ワークショップの取り組みでは、どのようなことに苦労されましたか?

原先生

ワークショップに参加した生徒たちからは、『すべての生徒にこのような学びの場を与えてほしい』と毎回言われます。私もたくさんの学校にこのワークショップのような取り組みを知っていただけると良いと考えていました。しかし残念ながらそのような動きが多く出てきたとは言えませんし、福島の現状を正確に学ぶ場を生徒に提供するような動きには至っていません。また『福島の現状を』と言う時、原発の賛否と結びつける傾向にありますが、大切なのはそこではなく、震災や原発事故を正確に学ぶ場を設けることだと思います。
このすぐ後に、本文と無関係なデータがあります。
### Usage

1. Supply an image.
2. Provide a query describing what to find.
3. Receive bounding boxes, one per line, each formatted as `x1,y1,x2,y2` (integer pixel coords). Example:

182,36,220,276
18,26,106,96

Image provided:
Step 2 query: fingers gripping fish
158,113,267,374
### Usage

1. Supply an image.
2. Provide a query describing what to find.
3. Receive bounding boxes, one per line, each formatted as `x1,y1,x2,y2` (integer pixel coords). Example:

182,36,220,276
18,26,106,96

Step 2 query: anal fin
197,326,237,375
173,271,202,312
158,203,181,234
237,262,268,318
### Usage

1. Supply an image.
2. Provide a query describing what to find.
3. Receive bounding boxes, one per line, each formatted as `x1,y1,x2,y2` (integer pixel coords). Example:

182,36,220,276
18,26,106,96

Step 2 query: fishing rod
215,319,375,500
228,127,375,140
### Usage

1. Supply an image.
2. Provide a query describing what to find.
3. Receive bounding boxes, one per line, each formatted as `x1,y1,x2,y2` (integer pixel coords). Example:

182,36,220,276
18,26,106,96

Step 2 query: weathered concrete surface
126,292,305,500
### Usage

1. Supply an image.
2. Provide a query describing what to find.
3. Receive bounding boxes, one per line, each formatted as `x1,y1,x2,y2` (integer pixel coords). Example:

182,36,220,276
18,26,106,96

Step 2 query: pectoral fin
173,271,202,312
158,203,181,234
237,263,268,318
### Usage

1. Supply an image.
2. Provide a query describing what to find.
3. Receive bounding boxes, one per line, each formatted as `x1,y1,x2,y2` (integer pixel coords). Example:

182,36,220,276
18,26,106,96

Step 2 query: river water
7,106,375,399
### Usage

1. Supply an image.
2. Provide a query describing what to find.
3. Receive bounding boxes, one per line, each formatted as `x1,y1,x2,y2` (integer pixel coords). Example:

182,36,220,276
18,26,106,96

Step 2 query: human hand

ぜひ多くの生徒たちに学びの場を設けてほしいと思っています

ワークショップの取り組みで、印象に残ったエピソードがあれば教えてください。

原先生

特に事故直後に中高生ぐらいだった子どもたちは、報道やニュースで見ていますよね。だから、その先というのを強く意識しています。でも、今の子どもたちは同じ高校生ですけれど、3.11の時は小学校低学年か幼稚園児。ですから、ニュースを見てもピンとこない。課題意識を最初からは持っていない感じがします。ワークショップに参加していく過程で、課題意識を持つようになっていくんです

お二人からみた、福島県の復興、そして環境再生の状況はどうですか?

菅野理事

ハード面からみれば十分に進んでいるし、環境再生の状況については帰還困難区域も減ってきているとは思います。一方で、ソフト面というか避難されている方の心の復興というのはまだ全然、一歩も進んでない感じがします

原先生

私はハード面に関しても、もうちょっと早く進んでもいいかなと感じる部分もあるんです。国や自治体は非常に慎重に事を進めているなと、ワークショップをやっていて感じました。地域、地域でいろんな課題にきちんと向き合って、一つ一つ解決しながら非常に丁寧にされているような印象なんですけれど、担当されている方の緊張感とか、そういうものがもっと知れ渡ることによって、もう少し進んでもいいのかなと思うところもあります。一方で、教育の部分では、ちょっと考える必要があるような気がしています。学びの場を提供するたびに、生徒たちには『どうしてこういう場を県内の高校生が全員学べるようにすることができないのか?』って言われてしまうので…。ここはやはり、なんとかしたいなとは思っています

今後のご予定や計画を教えてください。

菅野理事

原先生がやっている高校生のワークショップ。これは続く限り応援していきたいと考えています。ただカタチは変えていかないと。今の高校生たちは原発事故当時、幼稚園児だったので、物心がついたとき普通に事故後の福島を見ている。その辺も含めて、今後私たちもどうお手伝いをしていけばよいのか模索しています。ドリームサポート福島としては、農産物の魅力の発信はもちろん続けていきたいと思っていますが、避難されてきた方たちと直接お話をすることによってソフト面で寄り添っていく必要性というのをすごく感じているので、今後は心の復興にも注力していきたいですね

これからの福島に向けて、今のお気持ちを教えてください。

菅野理事

一次情報をきちんと自分で調べて、自分の中で咀嚼して、自分なりに考えてアウトプットすることの大事さを、福島県民一人一人にやってほしいなと思っています。主観的ではなく、事実を客観的に見て、伝えることによって風評被害もなくなるでしょう

原先生

3.11の後、『福島を何とかしたい』と県外海外から多くの方が福島に心を寄せてくださった。ワークショップはそんな方々のお力添えで実施することができました。ワークショップを応援してくださった全ての方々に、心からありがとうを伝えたい。皆さんが播いてくださった復興の種は、生徒たちの中に確実に芽を出し始めています。きっと将来福島の復興を進めてくれるでしょう。そんな彼らに期待込めたいです。